What is the maximum recommended specimen size for optimal SNR and resolution?
The system is optimized for specimens fully contained within a 25 mm diameter spherical volume. For highest-resolution 3D imaging (0.08 mm isotropic), samples should be ≤18 mm in all dimensions to maintain signal uniformity and minimize susceptibility-induced distortions.
Does the system support diffusion-weighted imaging (DWI) or functional MRI (fMRI)?
While not equipped with ultra-fast EPI readouts or physiological monitoring interfaces, the programmable gradient controller and CPMG sequence module enable basic diffusion-sensitized acquisitions (b-values up to ~1000 s/mm²) for apparent diffusion coefficient (ADC) mapping in static tissues.
Can third-party software (e.g., AFNI, FSL) process HT-3DNMR-25 data?
Yes—raw k-space data and reconstructed NIfTI volumes are natively exportable.
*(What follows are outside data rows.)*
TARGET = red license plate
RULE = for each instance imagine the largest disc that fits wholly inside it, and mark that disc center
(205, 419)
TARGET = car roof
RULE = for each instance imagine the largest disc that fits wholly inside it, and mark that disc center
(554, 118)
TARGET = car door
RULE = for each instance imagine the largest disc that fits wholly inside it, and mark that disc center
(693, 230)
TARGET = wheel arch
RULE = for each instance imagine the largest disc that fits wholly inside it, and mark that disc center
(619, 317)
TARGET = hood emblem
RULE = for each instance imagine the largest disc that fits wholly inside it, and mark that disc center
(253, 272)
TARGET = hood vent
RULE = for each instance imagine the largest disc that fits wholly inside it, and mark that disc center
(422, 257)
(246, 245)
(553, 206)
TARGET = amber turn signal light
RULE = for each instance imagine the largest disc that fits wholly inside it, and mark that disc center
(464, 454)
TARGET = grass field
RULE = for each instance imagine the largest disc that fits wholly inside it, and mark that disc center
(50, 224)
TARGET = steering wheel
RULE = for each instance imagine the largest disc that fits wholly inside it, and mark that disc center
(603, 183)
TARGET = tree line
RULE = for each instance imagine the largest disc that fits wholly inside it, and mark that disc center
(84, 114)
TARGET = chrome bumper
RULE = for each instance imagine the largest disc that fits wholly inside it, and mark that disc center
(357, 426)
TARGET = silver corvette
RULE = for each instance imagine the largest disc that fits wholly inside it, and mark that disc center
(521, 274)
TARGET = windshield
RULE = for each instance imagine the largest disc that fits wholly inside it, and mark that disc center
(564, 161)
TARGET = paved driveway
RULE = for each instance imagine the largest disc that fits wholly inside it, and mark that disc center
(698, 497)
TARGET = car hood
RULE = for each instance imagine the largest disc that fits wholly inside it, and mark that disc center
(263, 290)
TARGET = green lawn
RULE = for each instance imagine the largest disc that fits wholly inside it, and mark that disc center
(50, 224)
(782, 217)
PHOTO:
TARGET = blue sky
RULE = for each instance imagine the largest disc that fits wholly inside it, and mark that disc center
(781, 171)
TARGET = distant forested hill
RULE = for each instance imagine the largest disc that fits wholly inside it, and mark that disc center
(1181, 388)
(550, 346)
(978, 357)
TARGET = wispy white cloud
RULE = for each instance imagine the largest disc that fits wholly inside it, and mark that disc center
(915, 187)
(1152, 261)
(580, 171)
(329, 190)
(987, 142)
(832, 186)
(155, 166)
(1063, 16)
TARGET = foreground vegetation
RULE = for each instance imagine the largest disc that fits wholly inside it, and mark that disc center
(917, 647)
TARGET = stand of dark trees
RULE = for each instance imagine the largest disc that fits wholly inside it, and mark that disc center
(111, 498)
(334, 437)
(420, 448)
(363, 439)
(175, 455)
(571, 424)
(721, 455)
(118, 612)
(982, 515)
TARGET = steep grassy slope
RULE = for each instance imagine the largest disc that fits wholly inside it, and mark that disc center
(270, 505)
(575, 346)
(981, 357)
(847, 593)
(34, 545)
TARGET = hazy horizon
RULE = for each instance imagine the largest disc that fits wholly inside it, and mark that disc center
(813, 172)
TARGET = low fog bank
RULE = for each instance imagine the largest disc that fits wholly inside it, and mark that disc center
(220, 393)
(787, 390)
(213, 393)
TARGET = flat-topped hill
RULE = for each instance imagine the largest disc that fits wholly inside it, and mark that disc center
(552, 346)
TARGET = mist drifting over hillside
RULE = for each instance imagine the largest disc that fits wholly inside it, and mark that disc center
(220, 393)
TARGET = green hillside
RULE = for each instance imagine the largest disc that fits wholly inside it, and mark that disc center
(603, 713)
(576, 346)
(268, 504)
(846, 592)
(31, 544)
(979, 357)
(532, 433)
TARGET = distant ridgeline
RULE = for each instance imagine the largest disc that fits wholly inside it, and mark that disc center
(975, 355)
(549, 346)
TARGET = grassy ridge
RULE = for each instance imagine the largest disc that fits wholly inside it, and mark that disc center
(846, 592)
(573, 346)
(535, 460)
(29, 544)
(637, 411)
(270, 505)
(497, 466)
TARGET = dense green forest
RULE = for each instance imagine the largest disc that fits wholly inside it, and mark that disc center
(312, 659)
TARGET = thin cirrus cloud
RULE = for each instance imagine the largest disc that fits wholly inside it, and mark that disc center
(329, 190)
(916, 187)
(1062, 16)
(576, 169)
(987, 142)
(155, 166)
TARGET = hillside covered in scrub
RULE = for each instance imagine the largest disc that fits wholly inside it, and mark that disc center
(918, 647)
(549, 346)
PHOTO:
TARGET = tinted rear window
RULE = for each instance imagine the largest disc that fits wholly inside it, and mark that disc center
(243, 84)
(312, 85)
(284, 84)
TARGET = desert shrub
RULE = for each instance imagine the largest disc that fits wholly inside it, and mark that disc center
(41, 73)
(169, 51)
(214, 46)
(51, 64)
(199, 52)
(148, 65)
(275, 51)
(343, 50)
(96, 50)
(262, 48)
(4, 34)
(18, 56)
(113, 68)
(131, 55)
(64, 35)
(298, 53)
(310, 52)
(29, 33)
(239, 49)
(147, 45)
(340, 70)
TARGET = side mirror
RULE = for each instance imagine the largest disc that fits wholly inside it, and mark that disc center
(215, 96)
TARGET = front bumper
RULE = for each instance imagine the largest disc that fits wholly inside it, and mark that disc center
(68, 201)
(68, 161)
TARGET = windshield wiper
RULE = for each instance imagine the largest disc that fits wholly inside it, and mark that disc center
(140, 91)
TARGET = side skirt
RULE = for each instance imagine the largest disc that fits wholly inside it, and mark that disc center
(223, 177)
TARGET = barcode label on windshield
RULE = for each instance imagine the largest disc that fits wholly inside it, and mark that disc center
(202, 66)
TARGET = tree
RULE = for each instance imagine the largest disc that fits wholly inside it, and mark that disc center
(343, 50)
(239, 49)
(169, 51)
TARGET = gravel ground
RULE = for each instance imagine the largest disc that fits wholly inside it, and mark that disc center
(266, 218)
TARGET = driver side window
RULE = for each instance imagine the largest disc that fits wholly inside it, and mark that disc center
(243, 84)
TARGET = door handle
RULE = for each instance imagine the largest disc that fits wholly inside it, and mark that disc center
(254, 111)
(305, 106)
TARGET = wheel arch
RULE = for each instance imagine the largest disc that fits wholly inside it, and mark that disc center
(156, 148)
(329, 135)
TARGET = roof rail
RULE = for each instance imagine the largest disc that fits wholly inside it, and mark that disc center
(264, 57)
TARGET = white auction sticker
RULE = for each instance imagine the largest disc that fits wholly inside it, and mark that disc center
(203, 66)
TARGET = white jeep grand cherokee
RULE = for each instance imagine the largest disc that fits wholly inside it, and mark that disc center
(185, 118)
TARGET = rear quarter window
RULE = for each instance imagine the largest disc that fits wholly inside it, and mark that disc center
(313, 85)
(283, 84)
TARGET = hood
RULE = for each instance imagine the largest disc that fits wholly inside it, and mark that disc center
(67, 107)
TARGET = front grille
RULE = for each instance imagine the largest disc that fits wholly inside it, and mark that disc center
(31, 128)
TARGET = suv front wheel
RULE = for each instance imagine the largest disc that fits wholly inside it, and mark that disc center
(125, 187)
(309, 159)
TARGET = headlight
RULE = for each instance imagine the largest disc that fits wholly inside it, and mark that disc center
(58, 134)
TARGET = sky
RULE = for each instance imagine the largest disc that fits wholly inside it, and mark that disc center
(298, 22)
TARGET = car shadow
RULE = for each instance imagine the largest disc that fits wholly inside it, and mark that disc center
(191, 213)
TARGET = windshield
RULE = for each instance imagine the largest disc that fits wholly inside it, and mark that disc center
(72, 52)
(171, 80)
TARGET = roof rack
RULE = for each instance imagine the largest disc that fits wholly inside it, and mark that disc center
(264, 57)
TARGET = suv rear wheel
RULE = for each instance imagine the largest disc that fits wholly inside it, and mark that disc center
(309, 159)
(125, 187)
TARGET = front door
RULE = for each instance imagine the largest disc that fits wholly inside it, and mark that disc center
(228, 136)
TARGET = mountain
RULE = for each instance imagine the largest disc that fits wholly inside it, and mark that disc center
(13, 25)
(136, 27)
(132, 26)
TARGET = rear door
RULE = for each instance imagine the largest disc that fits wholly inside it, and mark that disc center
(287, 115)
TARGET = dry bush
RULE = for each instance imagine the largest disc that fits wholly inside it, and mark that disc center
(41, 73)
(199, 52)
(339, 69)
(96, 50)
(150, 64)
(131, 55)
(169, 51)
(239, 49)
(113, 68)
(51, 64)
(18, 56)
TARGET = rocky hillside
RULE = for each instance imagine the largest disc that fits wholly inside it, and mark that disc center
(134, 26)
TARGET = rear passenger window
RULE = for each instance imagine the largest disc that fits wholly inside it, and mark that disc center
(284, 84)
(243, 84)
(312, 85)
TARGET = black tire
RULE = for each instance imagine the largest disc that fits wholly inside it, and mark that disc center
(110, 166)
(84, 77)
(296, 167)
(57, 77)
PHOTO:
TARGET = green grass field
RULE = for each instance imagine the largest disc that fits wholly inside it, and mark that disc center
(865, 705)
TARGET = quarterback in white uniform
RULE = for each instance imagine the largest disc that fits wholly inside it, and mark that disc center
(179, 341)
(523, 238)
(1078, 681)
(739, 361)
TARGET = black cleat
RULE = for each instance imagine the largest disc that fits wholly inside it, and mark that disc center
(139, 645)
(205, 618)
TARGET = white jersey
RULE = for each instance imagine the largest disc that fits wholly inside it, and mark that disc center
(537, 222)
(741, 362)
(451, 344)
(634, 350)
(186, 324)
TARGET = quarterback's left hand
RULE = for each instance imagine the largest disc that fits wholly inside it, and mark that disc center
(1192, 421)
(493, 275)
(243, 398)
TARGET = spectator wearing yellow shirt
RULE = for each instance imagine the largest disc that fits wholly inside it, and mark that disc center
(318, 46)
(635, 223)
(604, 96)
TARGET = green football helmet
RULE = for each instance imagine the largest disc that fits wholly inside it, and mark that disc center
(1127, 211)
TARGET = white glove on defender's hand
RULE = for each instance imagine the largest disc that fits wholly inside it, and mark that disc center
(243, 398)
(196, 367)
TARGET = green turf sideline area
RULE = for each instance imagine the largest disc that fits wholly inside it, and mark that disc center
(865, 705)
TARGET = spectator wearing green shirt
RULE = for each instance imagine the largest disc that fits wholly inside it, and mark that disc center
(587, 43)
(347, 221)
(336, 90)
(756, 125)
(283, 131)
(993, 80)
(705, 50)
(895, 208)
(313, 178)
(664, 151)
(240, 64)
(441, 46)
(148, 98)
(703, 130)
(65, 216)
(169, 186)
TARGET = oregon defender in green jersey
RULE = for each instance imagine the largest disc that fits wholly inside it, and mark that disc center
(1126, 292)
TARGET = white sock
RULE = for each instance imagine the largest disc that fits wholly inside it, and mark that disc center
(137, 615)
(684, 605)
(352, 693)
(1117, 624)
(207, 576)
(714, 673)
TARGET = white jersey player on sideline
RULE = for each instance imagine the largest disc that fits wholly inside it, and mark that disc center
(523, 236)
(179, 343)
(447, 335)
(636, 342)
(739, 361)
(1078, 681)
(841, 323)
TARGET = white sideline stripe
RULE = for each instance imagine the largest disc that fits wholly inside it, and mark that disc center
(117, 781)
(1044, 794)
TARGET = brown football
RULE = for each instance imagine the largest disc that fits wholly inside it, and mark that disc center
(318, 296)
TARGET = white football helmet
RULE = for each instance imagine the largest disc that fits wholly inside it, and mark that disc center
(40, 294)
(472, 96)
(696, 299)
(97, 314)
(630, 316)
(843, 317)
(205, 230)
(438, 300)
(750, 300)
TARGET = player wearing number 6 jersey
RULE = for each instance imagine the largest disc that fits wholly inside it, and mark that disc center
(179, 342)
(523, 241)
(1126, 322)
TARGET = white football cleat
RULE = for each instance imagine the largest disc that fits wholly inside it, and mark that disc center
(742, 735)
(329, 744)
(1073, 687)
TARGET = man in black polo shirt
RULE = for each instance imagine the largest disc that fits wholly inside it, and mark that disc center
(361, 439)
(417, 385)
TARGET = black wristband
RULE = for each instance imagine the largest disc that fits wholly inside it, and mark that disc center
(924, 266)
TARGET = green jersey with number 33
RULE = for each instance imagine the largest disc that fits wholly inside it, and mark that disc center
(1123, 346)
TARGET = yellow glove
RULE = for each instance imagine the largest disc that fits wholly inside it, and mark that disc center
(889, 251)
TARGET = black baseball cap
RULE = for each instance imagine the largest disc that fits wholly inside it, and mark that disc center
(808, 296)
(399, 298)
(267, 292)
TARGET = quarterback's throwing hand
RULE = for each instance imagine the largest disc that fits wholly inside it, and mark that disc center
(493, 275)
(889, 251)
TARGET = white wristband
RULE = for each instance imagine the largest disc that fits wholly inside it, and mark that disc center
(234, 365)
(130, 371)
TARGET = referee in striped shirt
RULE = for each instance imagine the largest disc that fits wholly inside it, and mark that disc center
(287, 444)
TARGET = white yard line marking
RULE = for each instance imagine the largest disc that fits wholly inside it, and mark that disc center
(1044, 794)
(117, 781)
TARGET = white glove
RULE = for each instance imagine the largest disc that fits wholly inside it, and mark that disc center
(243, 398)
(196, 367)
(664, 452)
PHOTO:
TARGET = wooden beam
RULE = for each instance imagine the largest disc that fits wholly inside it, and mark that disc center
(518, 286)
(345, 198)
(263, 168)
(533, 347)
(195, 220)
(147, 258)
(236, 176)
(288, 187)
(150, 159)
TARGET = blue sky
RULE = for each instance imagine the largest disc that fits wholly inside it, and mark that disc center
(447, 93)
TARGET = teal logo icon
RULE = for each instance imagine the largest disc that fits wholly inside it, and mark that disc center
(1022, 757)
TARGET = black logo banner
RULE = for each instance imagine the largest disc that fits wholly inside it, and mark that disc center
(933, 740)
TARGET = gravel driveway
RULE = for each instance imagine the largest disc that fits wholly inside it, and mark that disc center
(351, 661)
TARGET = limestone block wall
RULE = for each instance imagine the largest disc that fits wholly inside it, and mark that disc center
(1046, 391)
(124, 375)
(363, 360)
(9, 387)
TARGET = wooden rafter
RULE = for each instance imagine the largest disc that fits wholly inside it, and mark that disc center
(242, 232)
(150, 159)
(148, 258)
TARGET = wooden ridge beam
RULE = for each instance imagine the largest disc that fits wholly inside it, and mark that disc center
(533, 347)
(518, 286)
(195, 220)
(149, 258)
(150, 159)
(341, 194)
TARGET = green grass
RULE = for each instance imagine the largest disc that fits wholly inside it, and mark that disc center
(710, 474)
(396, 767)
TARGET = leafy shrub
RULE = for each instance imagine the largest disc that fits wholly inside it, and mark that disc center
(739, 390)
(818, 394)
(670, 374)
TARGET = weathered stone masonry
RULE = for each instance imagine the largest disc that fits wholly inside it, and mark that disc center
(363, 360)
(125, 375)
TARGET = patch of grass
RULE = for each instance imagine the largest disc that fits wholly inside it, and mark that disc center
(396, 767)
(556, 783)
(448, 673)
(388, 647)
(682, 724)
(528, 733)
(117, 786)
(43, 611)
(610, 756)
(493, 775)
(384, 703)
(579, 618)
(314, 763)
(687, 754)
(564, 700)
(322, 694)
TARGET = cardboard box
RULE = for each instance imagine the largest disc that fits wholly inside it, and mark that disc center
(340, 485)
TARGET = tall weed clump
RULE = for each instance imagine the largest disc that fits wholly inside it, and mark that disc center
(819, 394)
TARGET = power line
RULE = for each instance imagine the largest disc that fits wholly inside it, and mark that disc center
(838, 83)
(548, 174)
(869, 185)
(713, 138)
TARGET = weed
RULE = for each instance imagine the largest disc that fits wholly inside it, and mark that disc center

Metadata headers include BIDS-compatible fields (RepetitionTime, EchoTime, FlipAngle), facilitating pipeline integration.
Is remote operation supported?
The acquisition workstation supports SSH access and VNC-based GUI forwarding, allowing secure off-site experiment setup and monitoring via institutional networks.
What maintenance is required beyond routine calibration?
No cryogens or vacuum pumps are used. Annual gradient linearity verification and RF probe tuning are recommended; HTNMR provides traceable calibration phantoms and SOP documentation aligned with ISO 10993-18 for biomedical device validation.